CONCORD — Democratic presidential candidate Elizabeth Warren and Republican hopeful Bill Weld both said Wednesday President Trump should have been impeached based on Special Counsel Robert Mueller’s report on Russian interference in the 2016 election.
That probe didn’t proceed, and now both Warren and Weld — in Concord Wednesday to file their candidacy papers for the New Hampshire primary — support the House inquiry into Trump’s dealings with Ukraine.
Warren said she became convinced after the House Democratic leaders balked at pushing impeachment based on Mueller’s findings that Trump would continue to abuse his executive power.
“I knew at that time that if we did not go forward with an impeachment inquiry, this is a man who would break the law repeatedly and now it appears that is exactly what he has done,” Warren told reporters after she formally signed up to appear on the 2020 primary ballot.
In April, Warren was one of the first major Democratic candidates to support impeachment.
“I think it should have happened earlier but we’re here now, let’s do it,” Warren said.
She said her presidential campaign would be put on hold if there is a Senate trial on whether to remove Trump from office.
“I’ve got a constitutional duty; if there’s a trial, I will be there,” Warren said.
Hours earlier, Weld, the 74-year-old former Massachusetts governor, signed up to challenge Trump on the Republican side of the primary. He said he believed the Democratically-controlled House would conduct the impeachment probe in a fair manner.
In 1974, Weld started his legal career as a lawyer on the staff of the House Judiciary Committee’s impeachment inquiry against then-President Richard Nixon.
Weld said he would advise those working on the Trump proceedings to make sure the process can be easily understood.
“It is better if you simplify the articles rather than loading up,” Weld said.
Weld said he was given the task of crafting a complex article of impeachment about the “impoundment of funds” by Nixon.
The House rejected that charge in favor three more easily understood charges: obstruction of justice, abuse of power, and contempt of Congress.
After the House Judiciary Committee approved those three charges, Nixon resigned from office.
On Tuesday, former South Carolina Gov. Mark Sanford ended his own GOP presidential bid, concluding the furor over the President’s possible impeachment was stifling all other meaningful debate.
Weld said the outcome of impeachment could boost his own long-shot run.
“I think that it is possible that the impact of cold, inconvertible facts coming out could bring more oxygen into the room,” Weld said.
“It could fuel the candidacy of certainly people like myself as someone who from early on has been saying this president deserves to face impeachment by the U.S. House and removal from office in the U.S. Senate.”

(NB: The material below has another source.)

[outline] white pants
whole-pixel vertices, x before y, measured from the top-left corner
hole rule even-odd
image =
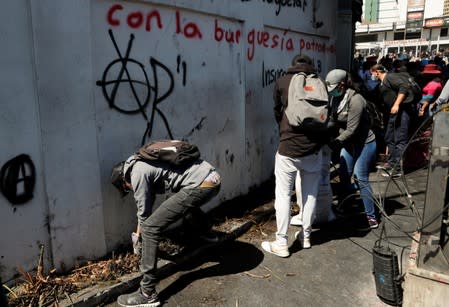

In other remarks, Warren pushed back against wealthy critics of her plan to raise their income taxes and billionaires like Michael Bloomberg, who is seriously considering a 2020 primary candidacy of his own.
Warren, the 70-year-old Massachusetts senator, refused to directly criticize either Bloomberg or former Mass. Gov. Deval Patrick.

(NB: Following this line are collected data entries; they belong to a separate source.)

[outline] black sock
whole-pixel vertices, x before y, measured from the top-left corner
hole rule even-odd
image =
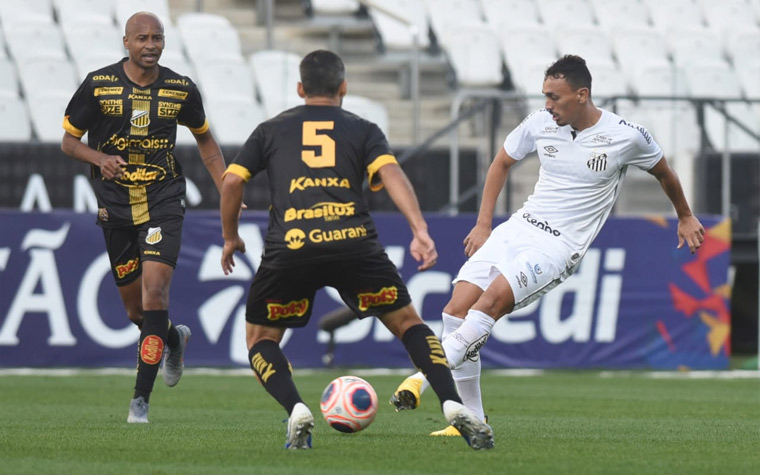
[[[290,362],[280,345],[272,340],[261,340],[248,352],[248,362],[264,389],[290,414],[293,406],[303,402],[293,382]]]
[[[179,345],[179,332],[171,320],[169,320],[169,333],[166,335],[166,345],[169,348],[176,348]]]
[[[412,363],[425,375],[441,404],[444,401],[461,403],[462,399],[457,392],[454,378],[451,377],[441,340],[433,334],[430,327],[424,323],[415,325],[404,333],[401,341],[404,342]]]
[[[168,310],[146,310],[143,312],[140,346],[137,350],[137,380],[135,381],[134,397],[142,396],[145,402],[150,401],[153,383],[156,382],[168,328]]]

According to several media outlets, Patrick is said to be on the verge of entering the crowded Democratic primary field.
But Warren noted the criticism of her has ramped up since she unveiled her way to pay for her Medicare-for-all health insurance plan — a tax on billionaires and a new tax on capital gains by individuals.
“When I am talking about how we can make this country work better not just for people at the top, I have noticed that billionaires go on TV and cry, and other billionaires encourage their billionaire buddies to jump into the race,” Warren said.
Aides to Bloomberg have already said the ex-New York mayor has no intention of running in New Hampshire and other early-voting states and instead won’t be on the ballot until Super Tuesday primaries take place next March.
Meanwhile, Patrick called key supporters to say he would enter the race with a video on Thursday and tentative plans to come to New Hampshire to file on Friday.
Warren’s campaign has been on a slow-but-steady climb in New Hampshire since she began running last January. The latest polls here have her running neck-and-neck or slightly ahead of 2016 primary winner Bernie Sanders of Vermont and former Vice President Joe Biden of Delaware.
Asked if she anticipates winning the primary, expected to be held Feb. 11, Warren simply answered, “Yes.”
Democratic rival Julian Castro said Iowa and New Hampshire aren’t ethnically diverse enough to warrant having the top spot at the head of the primary calendar every four years.
In response, Warren said the two states, along with South Carolina and Nevada, which follow New Hampshire, provide a good cross-section of the country.
“Those four states represent a lot of different parts of the country and a lot of different people; it’s urban, it’s rural, different issues, it is about the opportunity to talk about issues to all sorts of voters,” Warren said.